Troubles bipolaires : traiter l'anhédonie...
Environ la moitié des patients présentant un trouble bipolaire souffrent d'anhédonie. Or, ceci influence certainement leur comportement vis-à-vis du traitement, et en particulier leur compliance. Les traitements actuels parviennent difficilement à résoudre ce symptôme, mais des chercheurs ont peut-être trouvé la pierre philosophale...
Le DSM 5 identifie l'anhédonie comme étant l'un des deux symptômes cardinaux du diagnostic de l'épisode dépressif majeur tant dans le trouble dépressif majeur que dans le trouble bipolaire. Différentes études ont montré que l'anhédonie est associée à d'autres troubles et accroit aussi le risque de suicide. L'équipe est composée de scientifiques anglais et américains qui ont testé la kétamine agissant sur les récepteurs NMDA et donc le système glutaminergique.
La kétamine a permis d'obtenir une amélioration rapide des symptômes de la dépression majeure et des troubles bipolaires, mais il n'était pas encore démontré que cette molécule présentait une action spécifique sur l'anhédonie. Les chercheurs ont donc mené une étude clinique double aveugle contrôlée contre placebo en cross-over chez des patients bipolaires de type I ou II, souffrant d'un épisode dépressif majeur. Ils en ont inclus 36, âgés de 18 à 65 ans, dont 21 femmes, réfractaires aux traitements habituels.

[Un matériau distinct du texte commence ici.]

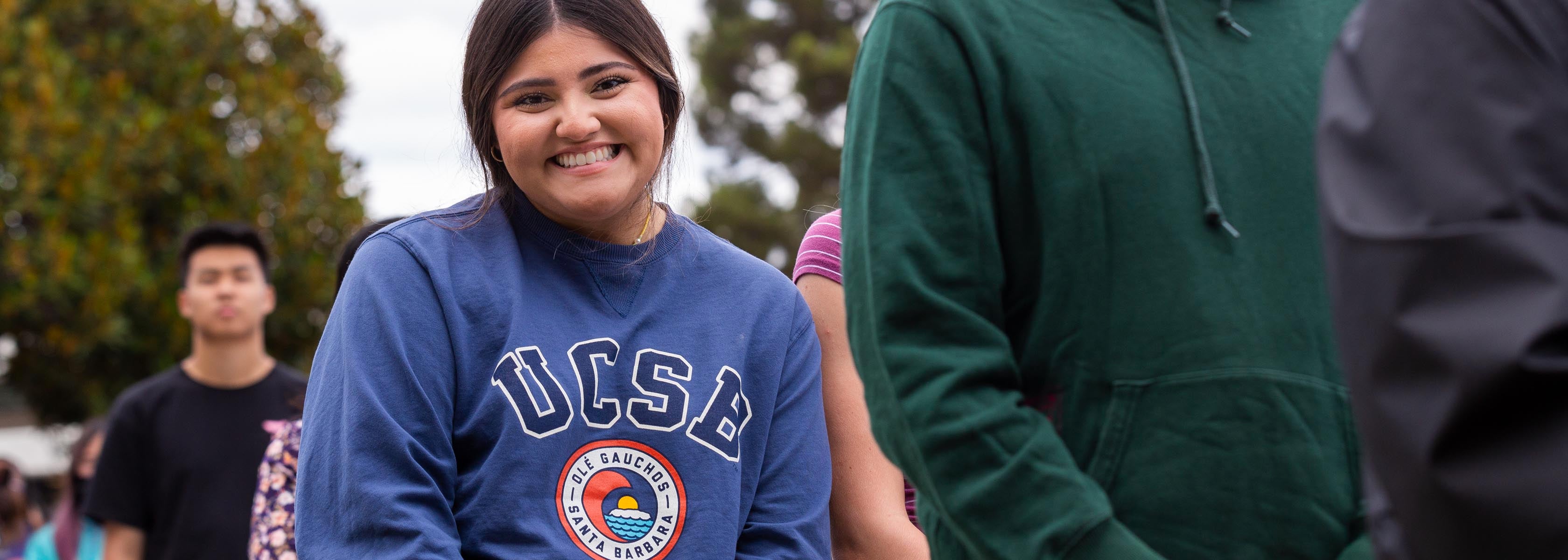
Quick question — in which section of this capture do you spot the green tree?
[692,0,876,270]
[0,0,364,422]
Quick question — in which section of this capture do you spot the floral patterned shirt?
[251,420,300,560]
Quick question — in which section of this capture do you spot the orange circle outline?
[555,439,685,560]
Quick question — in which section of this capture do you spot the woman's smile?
[546,143,626,175]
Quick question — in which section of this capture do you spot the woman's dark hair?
[53,419,104,560]
[462,0,685,216]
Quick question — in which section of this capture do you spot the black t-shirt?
[86,364,304,560]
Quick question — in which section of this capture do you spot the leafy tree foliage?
[0,0,364,422]
[692,0,876,268]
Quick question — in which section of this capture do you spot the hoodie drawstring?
[1154,0,1251,238]
[1214,0,1253,39]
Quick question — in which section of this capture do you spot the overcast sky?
[312,0,710,218]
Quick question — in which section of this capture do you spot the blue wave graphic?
[604,515,654,541]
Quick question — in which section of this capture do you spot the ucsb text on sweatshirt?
[296,198,829,560]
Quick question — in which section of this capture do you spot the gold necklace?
[632,195,654,245]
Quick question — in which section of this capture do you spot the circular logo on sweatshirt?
[555,439,685,560]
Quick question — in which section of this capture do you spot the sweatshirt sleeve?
[842,1,1157,560]
[1317,0,1568,560]
[735,309,833,560]
[295,234,459,560]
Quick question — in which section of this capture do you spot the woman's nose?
[555,104,599,141]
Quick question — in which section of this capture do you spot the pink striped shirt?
[793,210,920,527]
[793,210,844,284]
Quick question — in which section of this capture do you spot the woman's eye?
[513,94,550,107]
[593,75,630,91]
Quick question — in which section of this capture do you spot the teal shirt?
[22,519,104,560]
[842,0,1366,560]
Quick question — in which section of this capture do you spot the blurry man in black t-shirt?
[86,224,304,560]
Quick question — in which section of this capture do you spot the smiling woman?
[462,0,684,243]
[295,0,831,560]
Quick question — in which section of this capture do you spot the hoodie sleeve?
[735,312,833,560]
[842,1,1159,560]
[1317,0,1568,560]
[295,234,461,560]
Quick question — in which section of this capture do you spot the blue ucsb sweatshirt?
[295,198,831,560]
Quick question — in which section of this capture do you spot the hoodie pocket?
[1086,369,1358,560]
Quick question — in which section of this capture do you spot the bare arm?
[797,274,930,560]
[104,521,147,560]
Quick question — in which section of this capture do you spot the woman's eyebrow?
[496,61,637,97]
[577,61,637,80]
[496,78,555,99]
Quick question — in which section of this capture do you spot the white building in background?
[0,387,82,478]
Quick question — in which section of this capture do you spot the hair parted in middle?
[462,0,685,216]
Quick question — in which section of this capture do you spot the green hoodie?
[844,0,1371,560]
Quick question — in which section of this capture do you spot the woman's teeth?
[555,144,621,168]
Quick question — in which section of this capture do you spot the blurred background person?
[22,419,104,560]
[1317,0,1568,560]
[86,223,304,560]
[0,460,41,560]
[793,210,931,560]
[249,217,403,560]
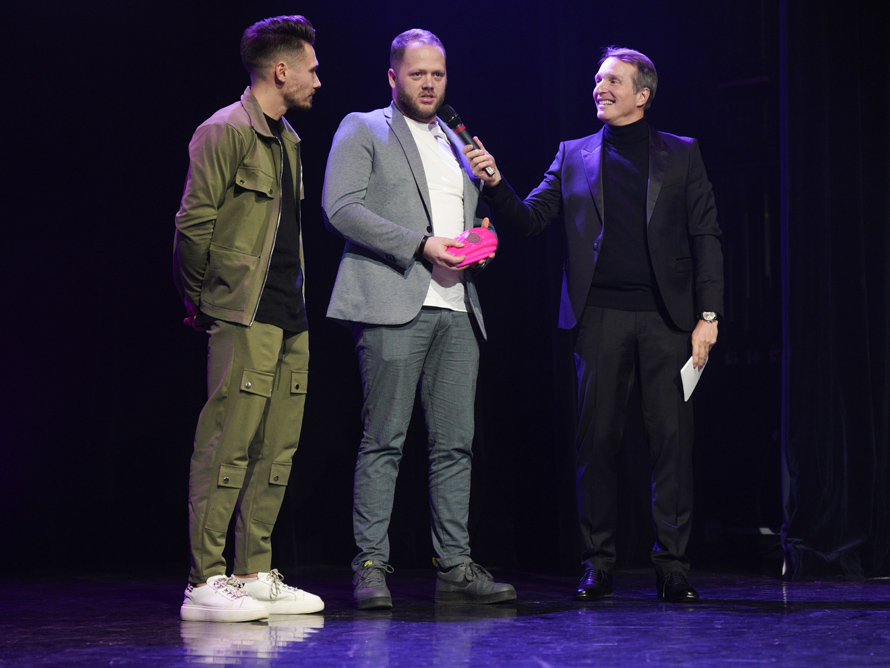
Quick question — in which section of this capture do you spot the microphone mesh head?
[439,104,460,130]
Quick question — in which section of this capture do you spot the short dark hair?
[389,28,445,70]
[241,14,315,76]
[597,46,658,111]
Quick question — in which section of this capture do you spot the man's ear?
[272,60,287,84]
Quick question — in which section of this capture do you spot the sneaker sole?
[262,601,324,615]
[179,605,269,622]
[355,596,392,610]
[436,587,516,605]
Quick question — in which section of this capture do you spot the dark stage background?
[0,0,890,578]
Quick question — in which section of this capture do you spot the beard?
[396,89,445,123]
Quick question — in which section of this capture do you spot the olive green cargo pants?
[189,321,309,584]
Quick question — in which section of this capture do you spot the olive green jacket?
[173,87,305,326]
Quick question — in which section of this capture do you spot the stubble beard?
[396,90,445,123]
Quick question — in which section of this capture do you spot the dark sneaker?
[436,557,516,603]
[352,559,393,610]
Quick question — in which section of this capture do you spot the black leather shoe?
[655,573,698,603]
[575,568,612,601]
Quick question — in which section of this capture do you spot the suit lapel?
[383,102,433,224]
[581,130,604,221]
[646,127,668,226]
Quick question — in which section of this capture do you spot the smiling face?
[389,42,448,123]
[593,57,649,125]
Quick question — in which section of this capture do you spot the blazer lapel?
[383,102,433,222]
[581,130,604,221]
[646,127,668,226]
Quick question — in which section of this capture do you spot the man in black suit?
[464,47,723,602]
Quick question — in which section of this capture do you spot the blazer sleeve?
[322,114,423,269]
[686,140,724,314]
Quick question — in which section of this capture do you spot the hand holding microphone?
[439,104,501,186]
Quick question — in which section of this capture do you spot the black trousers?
[575,306,693,575]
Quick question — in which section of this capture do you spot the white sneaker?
[238,568,324,615]
[179,575,269,622]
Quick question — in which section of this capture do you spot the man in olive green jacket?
[174,16,324,622]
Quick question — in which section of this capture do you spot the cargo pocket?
[269,462,292,486]
[290,371,309,394]
[216,464,247,489]
[241,369,275,398]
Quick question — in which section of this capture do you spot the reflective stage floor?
[0,569,890,668]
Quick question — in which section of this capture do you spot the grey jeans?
[352,308,479,570]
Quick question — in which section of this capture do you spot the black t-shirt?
[255,116,309,333]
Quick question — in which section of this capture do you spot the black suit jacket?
[483,127,723,331]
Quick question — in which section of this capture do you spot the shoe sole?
[179,605,269,622]
[263,601,324,615]
[436,588,516,605]
[355,596,392,610]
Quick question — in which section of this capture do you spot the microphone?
[439,104,494,176]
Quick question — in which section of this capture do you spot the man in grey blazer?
[323,30,516,609]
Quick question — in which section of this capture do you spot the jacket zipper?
[247,137,285,327]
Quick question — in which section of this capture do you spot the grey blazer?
[322,104,485,337]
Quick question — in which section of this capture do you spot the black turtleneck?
[587,118,658,311]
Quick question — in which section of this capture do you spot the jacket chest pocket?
[235,165,278,199]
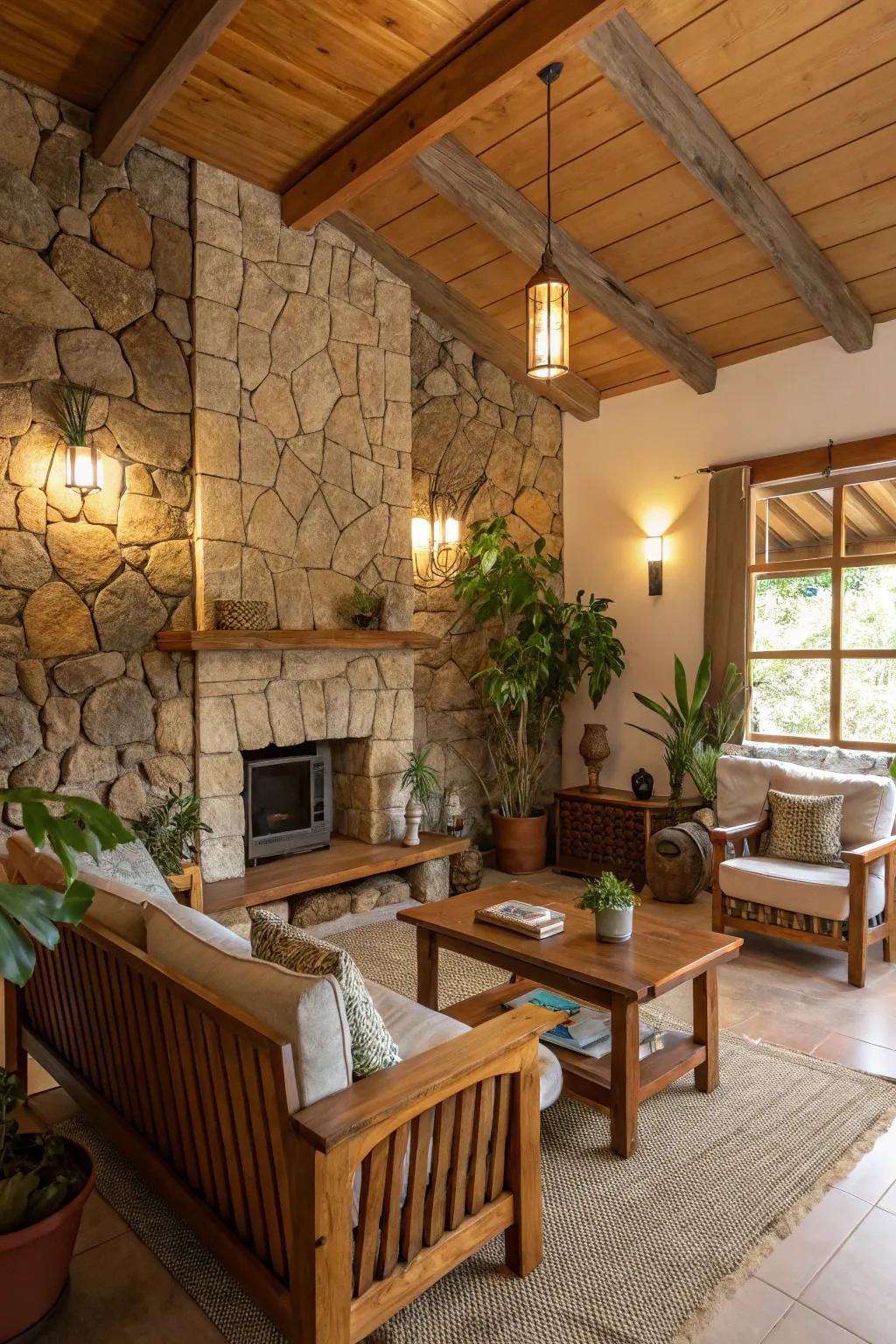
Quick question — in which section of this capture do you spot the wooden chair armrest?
[710,812,771,844]
[840,835,896,867]
[291,1004,562,1153]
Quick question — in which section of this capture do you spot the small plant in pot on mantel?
[402,747,442,845]
[577,872,640,942]
[454,517,625,872]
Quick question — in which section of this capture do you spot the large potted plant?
[454,517,625,872]
[0,789,135,1340]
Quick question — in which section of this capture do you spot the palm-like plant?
[628,649,712,821]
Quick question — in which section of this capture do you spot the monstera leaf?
[0,789,133,985]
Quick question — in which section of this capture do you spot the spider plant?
[56,383,97,447]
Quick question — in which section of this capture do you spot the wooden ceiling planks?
[0,0,896,396]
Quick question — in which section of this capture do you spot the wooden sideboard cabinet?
[554,787,697,891]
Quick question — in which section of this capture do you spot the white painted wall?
[563,321,896,793]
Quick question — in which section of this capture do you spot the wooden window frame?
[745,462,896,752]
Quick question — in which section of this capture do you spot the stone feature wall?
[411,313,563,837]
[0,77,193,825]
[191,163,414,880]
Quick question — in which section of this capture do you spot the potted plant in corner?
[577,872,640,942]
[402,747,442,845]
[454,517,625,872]
[135,789,211,910]
[0,789,135,1340]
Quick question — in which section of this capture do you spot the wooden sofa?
[4,838,552,1344]
[712,757,896,988]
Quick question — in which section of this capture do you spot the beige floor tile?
[765,1302,863,1344]
[756,1189,869,1297]
[801,1208,896,1344]
[836,1125,896,1204]
[813,1031,896,1079]
[738,1012,829,1055]
[878,1181,896,1214]
[700,1278,793,1344]
[75,1191,128,1256]
[52,1233,223,1344]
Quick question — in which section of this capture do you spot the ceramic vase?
[403,801,424,845]
[594,906,634,942]
[579,723,610,793]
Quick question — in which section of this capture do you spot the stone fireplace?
[191,164,414,882]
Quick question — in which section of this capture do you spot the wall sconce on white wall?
[645,536,662,597]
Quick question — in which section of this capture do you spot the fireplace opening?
[243,742,333,864]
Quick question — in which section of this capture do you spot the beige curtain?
[704,466,750,715]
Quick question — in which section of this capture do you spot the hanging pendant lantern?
[525,60,570,378]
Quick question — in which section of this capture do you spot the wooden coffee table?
[397,882,743,1157]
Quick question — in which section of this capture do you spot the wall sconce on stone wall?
[645,536,662,597]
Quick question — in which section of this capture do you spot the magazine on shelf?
[475,900,565,938]
[504,989,662,1059]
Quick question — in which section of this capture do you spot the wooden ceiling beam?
[414,136,716,393]
[93,0,244,164]
[284,0,625,228]
[579,12,872,352]
[329,210,600,421]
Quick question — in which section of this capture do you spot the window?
[748,468,896,750]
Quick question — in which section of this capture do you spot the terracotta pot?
[0,1140,94,1344]
[492,812,548,872]
[579,723,610,793]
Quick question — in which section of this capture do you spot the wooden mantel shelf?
[156,630,439,653]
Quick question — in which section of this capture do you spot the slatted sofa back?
[23,920,298,1317]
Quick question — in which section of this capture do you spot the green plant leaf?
[0,908,35,988]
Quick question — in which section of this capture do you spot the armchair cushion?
[766,789,844,864]
[718,855,884,920]
[366,980,563,1110]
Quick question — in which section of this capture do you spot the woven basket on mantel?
[215,601,270,630]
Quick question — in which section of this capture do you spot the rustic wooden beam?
[329,210,600,421]
[414,136,716,393]
[93,0,244,164]
[579,12,873,352]
[284,0,625,228]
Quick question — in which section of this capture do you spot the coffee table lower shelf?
[442,980,707,1110]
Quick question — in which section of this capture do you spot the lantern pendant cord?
[545,83,550,254]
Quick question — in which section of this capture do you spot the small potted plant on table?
[402,747,442,845]
[577,872,640,942]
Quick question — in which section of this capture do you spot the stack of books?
[475,900,565,938]
[504,989,662,1059]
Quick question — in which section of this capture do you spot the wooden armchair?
[4,918,555,1344]
[710,812,896,988]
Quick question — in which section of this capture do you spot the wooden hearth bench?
[203,830,470,914]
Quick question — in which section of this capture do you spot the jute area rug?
[60,920,896,1344]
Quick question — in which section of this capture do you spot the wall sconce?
[645,536,662,597]
[411,496,464,587]
[66,444,102,494]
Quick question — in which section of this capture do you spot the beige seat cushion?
[718,855,884,920]
[7,830,178,951]
[144,902,352,1106]
[366,980,563,1110]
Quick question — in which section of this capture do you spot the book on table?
[475,900,565,938]
[504,989,661,1059]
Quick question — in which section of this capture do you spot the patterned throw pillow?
[767,789,844,864]
[248,908,399,1078]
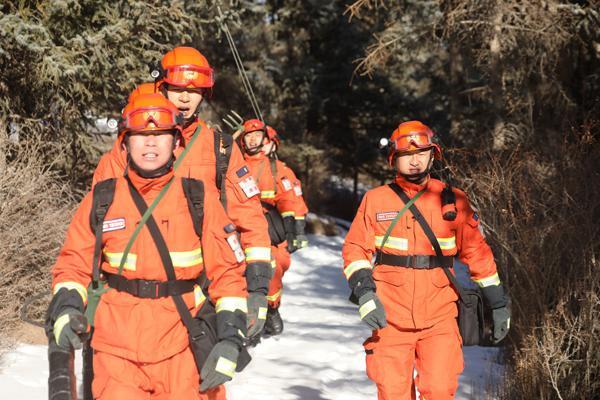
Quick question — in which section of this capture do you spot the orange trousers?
[267,242,292,308]
[92,347,226,400]
[364,318,464,400]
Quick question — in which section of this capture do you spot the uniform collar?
[394,175,431,193]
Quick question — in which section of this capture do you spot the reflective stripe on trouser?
[364,318,463,400]
[92,347,226,400]
[267,242,292,308]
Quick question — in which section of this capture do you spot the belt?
[375,251,454,269]
[104,272,198,299]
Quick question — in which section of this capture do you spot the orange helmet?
[127,82,157,104]
[120,93,182,134]
[160,47,214,89]
[267,125,281,147]
[388,121,442,165]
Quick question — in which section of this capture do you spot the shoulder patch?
[235,165,250,178]
[102,218,125,232]
[375,211,398,222]
[281,177,292,192]
[223,224,235,233]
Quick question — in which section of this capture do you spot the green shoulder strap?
[380,189,425,249]
[118,124,202,275]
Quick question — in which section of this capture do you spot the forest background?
[0,0,600,399]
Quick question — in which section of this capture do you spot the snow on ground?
[0,236,502,400]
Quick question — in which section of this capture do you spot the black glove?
[200,340,240,392]
[492,307,510,344]
[358,291,387,329]
[481,283,510,344]
[247,292,268,338]
[45,287,89,350]
[283,216,298,254]
[293,218,308,250]
[52,308,90,350]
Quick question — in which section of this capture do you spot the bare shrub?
[0,138,74,352]
[452,124,600,400]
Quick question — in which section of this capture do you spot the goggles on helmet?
[122,107,180,131]
[163,65,214,88]
[390,132,434,151]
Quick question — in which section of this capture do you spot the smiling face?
[396,148,433,175]
[125,131,178,172]
[167,85,204,119]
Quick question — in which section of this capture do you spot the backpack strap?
[181,178,210,295]
[90,178,117,289]
[269,157,277,195]
[213,129,233,210]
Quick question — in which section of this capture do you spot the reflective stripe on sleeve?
[260,190,275,199]
[344,260,373,279]
[104,251,137,271]
[52,281,87,304]
[473,273,501,287]
[375,236,408,250]
[267,290,281,301]
[215,297,248,313]
[431,236,456,250]
[244,247,271,262]
[358,299,377,319]
[194,285,206,307]
[169,248,203,268]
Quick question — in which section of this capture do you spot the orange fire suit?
[343,177,500,400]
[93,119,271,263]
[244,152,304,308]
[52,170,247,399]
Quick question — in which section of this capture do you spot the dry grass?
[453,125,600,400]
[0,135,74,352]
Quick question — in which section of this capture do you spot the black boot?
[263,307,283,336]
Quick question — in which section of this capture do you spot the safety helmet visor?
[123,107,179,131]
[391,132,434,152]
[163,65,214,88]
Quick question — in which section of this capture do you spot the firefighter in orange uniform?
[263,125,308,253]
[343,121,510,400]
[239,119,304,335]
[93,47,272,336]
[48,94,247,399]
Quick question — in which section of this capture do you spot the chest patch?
[375,211,398,222]
[238,176,260,198]
[102,218,125,232]
[281,178,292,192]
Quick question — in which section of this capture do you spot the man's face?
[167,85,204,119]
[126,131,179,172]
[396,148,433,175]
[262,140,277,155]
[244,131,265,151]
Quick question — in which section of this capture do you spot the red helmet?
[160,47,214,89]
[388,121,442,165]
[127,82,156,104]
[120,93,182,134]
[267,125,281,147]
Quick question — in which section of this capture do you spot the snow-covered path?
[0,236,501,400]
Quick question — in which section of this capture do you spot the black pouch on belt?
[458,287,484,346]
[262,202,285,246]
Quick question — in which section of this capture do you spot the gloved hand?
[492,307,510,344]
[358,291,387,330]
[200,340,240,392]
[53,308,90,350]
[288,235,308,251]
[248,292,268,339]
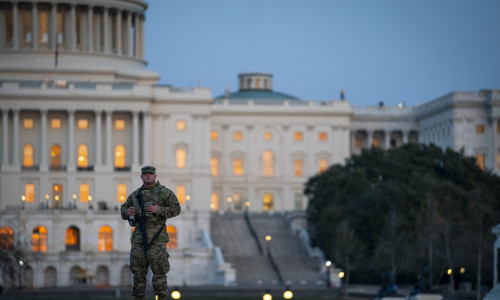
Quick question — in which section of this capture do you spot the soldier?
[121,166,181,300]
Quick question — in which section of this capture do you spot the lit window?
[23,118,33,129]
[66,226,80,251]
[175,149,186,169]
[210,157,219,176]
[116,183,127,203]
[264,131,273,141]
[476,153,484,170]
[233,131,243,141]
[262,193,274,210]
[318,131,328,142]
[233,158,243,176]
[175,185,186,204]
[77,119,89,130]
[31,226,47,252]
[262,150,274,176]
[210,130,219,141]
[175,120,186,131]
[24,183,35,203]
[80,183,90,202]
[23,144,34,168]
[0,226,14,250]
[97,225,113,252]
[318,158,328,173]
[50,119,61,130]
[293,158,304,177]
[476,124,484,134]
[167,225,177,249]
[50,144,61,168]
[115,144,125,168]
[210,193,219,210]
[293,131,304,142]
[115,119,125,130]
[78,144,89,168]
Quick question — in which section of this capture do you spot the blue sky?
[146,0,500,105]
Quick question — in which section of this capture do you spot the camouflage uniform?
[121,182,181,299]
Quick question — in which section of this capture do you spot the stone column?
[2,109,9,169]
[12,2,20,50]
[31,2,40,50]
[67,110,76,171]
[68,4,76,51]
[115,9,122,55]
[132,111,140,172]
[86,5,94,53]
[40,109,49,171]
[12,109,19,168]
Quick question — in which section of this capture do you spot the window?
[31,226,47,252]
[318,131,328,142]
[262,150,274,176]
[97,225,113,252]
[23,118,34,129]
[175,120,186,131]
[115,119,125,130]
[0,226,14,250]
[318,158,328,173]
[210,193,219,210]
[50,119,61,130]
[476,124,484,134]
[24,183,35,203]
[115,144,125,169]
[167,225,177,249]
[66,226,80,251]
[233,158,243,176]
[262,193,274,210]
[293,158,304,177]
[233,131,243,141]
[23,144,34,168]
[175,185,186,204]
[210,157,219,176]
[476,153,484,170]
[80,183,90,203]
[77,144,89,168]
[116,183,127,203]
[264,131,273,141]
[210,130,219,141]
[78,119,89,130]
[293,131,304,142]
[175,149,186,169]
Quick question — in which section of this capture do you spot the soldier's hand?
[127,206,135,217]
[146,205,158,214]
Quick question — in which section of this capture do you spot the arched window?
[262,150,274,176]
[23,144,35,168]
[78,144,89,168]
[97,225,113,252]
[167,225,177,249]
[115,144,125,169]
[31,226,47,252]
[66,226,80,251]
[50,144,61,169]
[0,226,14,250]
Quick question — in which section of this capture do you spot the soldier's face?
[141,172,156,185]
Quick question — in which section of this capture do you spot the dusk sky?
[146,0,500,106]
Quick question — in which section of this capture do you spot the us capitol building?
[0,0,500,288]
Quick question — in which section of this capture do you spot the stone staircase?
[210,213,326,288]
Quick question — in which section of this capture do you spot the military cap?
[141,166,156,174]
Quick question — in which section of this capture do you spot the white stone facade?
[0,0,500,288]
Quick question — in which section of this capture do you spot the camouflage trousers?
[130,243,170,297]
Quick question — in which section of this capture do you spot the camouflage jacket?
[120,182,181,244]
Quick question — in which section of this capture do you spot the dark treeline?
[305,145,500,287]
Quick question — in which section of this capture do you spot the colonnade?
[0,1,144,59]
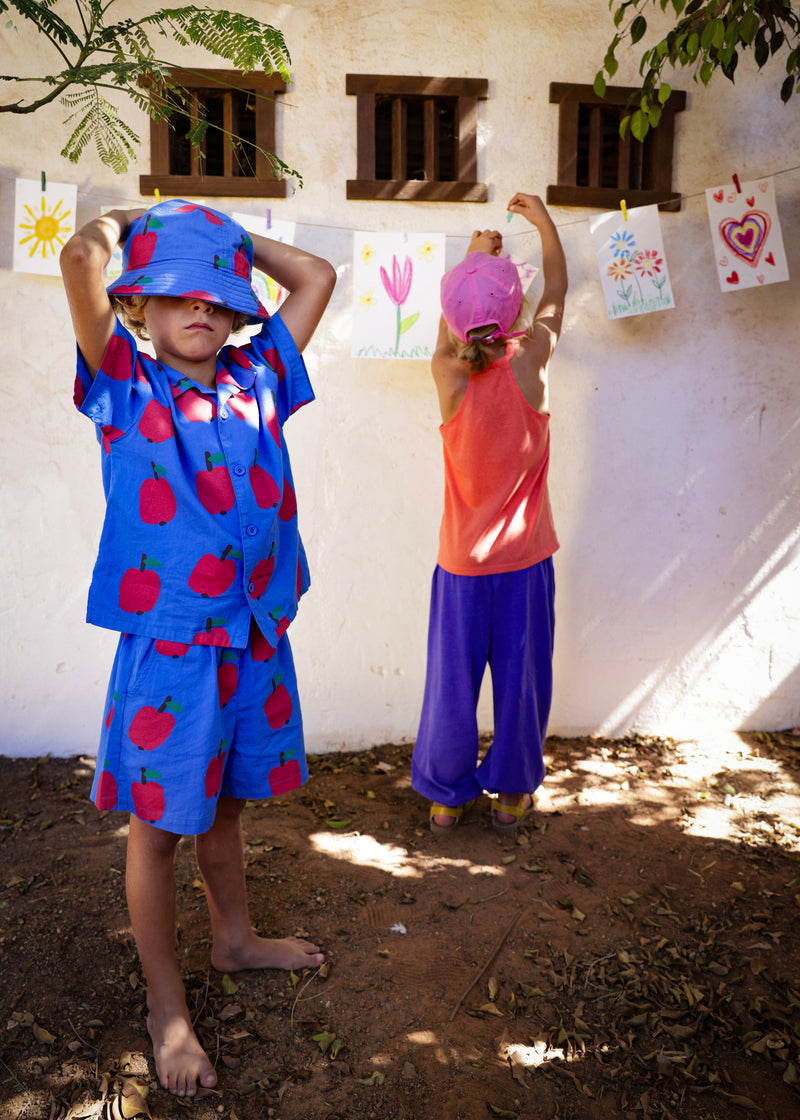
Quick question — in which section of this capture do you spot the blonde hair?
[448,296,532,373]
[111,295,249,342]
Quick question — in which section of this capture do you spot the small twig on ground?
[448,911,522,1023]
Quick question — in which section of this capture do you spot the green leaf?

L'étude voulait cerner les effets à court terme de la kétamine, indépendamment de son action sur la dépression. Seulement 40 minutes après une seule infusion, les patients pourtant réfractaires ont vécu un renversement complet de situation en récupérant un intérêt marqué pour la recherche d'activités leur procurant du plaisir. Cet effet s'est maintenu pendant 14 jours. Les autres symptômes dépressifs ont été améliorés endéans les 2 heures et l'effet anti-anhédonique s'est poursuivi en l'absence des effets sur la dépression. Les chercheurs ont ensuite voulu identifier les structures cérébrales impliquées dans cet effet. Ils ont utilisé un PET-scan démontrant que la kétamine marquée présente son activité au niveau du cortex cingulaire antérieur. Elle agirait aussi sur le glutamate et réduirait les effets de la dopamine.
Les auteurs concluent que leurs résultats soulignent l'intérêt potentiel des antagonistes des récepteurs NMDA dans le traitement de la dépression.